What is the Impact of the Spare Room Deduction Case on Local Authorities?

05-12-2016

By Sheldon Wood, Benefits and Revenues Advisor, CIPFA

Should authorities review their Discretionary Housing Payments (DHP) decision-making processes and budgets to ensure they identify those cases with similar situations?

The Supreme Court’s ruling on the spare room deduction case, which it heard at the end of February 2016, was published on 9 November 2016. Many commentators have awaited this ruling with interest, in expectation that it may provide a definitive ruling on the legality, or otherwise, of the bedroom tax legislation as a whole.

In fact, the Court took a narrow approach in only considering the small number of situations raised by the specific appeals before it, in the application of the bedroom tax, and did not address the wider legality of the policy.

Effect of the ruling

This ruling adds two additional exemptions to the list of exemptions to the bedroom tax:
  • Existing rule – those who need an extra room where a disabled child cannot reasonably be expected to share a bedroom.
  • New rule  - those who need an extra room where a partner cannot be expected to share a bedroom for a clearly identified medical need.
  • Existing rule – those who need an extra room for an overnight carer of an adult.
  • New rule – those who need an extra room for an overnight carer of a child, where there is a clearly identifiable medical reason.
The ruling also confirmed that there are three linked tests that can be applied in order to determine an exemption from the bedroom tax:
  • The discrimination caused should be manifestly without reasonable justification.
  • The situations involved should be easy to identify, not liable to lead to abuse of the scheme, unlikely to undergo change and not in need of regular monitoring.
  • There is a transparent medical need for an additional bedroom.

Actions for local authorities

The Depart of Work and Pensions (DWP) provided guidance to local authorities saying that the rulings did not strike down the regulations and that authorities should continue to follow them and need take no action until the DWP has considered the ruling and taken the necessary steps.

Such consideration will almost certainly involve making amendments to regulation B13 of the housing benefit regulations.

However, although the court did not strike down the regulations, it did give a ruling which now must be considered law.
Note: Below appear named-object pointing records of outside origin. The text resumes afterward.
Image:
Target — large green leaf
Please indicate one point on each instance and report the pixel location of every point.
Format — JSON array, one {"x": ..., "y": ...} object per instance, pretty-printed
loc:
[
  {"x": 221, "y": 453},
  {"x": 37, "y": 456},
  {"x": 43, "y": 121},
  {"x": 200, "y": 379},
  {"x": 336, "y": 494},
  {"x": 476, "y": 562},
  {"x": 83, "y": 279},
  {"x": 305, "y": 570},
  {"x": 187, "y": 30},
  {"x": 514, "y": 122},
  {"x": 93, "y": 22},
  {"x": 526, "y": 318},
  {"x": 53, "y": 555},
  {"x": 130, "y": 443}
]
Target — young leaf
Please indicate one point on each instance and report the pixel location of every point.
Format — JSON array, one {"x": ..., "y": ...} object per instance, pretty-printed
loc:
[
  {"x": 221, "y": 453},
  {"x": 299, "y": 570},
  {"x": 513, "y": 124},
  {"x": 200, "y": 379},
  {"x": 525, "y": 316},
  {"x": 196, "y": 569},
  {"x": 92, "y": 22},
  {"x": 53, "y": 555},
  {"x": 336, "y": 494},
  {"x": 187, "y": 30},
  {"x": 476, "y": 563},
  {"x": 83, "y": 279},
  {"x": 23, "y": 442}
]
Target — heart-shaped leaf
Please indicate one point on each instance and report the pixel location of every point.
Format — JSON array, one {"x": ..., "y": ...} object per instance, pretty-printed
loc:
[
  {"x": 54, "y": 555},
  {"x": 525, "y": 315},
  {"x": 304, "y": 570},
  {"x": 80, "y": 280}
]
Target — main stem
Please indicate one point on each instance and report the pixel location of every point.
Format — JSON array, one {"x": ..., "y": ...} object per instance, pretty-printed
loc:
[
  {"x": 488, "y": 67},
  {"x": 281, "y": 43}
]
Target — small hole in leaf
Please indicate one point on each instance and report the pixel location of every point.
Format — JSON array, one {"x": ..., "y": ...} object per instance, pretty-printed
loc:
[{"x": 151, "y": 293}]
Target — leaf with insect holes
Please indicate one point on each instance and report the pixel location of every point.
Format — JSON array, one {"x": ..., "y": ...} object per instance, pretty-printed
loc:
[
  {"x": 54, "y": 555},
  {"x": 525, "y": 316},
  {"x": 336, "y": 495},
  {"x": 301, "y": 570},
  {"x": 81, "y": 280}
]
Authorities should therefore consider their approach to the treatment of new claims in such circumstances. They may also decide to trawl through existing claims to identify any with similar circumstances which may need to be reviewed. Authorities may wish to work with social landlords to identify potential such cases.

Authorities will need to decide whether to review such cases in light of the Supreme Court’s ruling or to ‘stay’ any review, pending the DWP introducing new regulations. Authorities should review their DHP decision-making processes and budgets to ensure they identify those cases with similar situations to those which the Supreme Court ruled should be considered for the award of a DHP to mitigate any discriminatory effects of the bedroom tax regulations.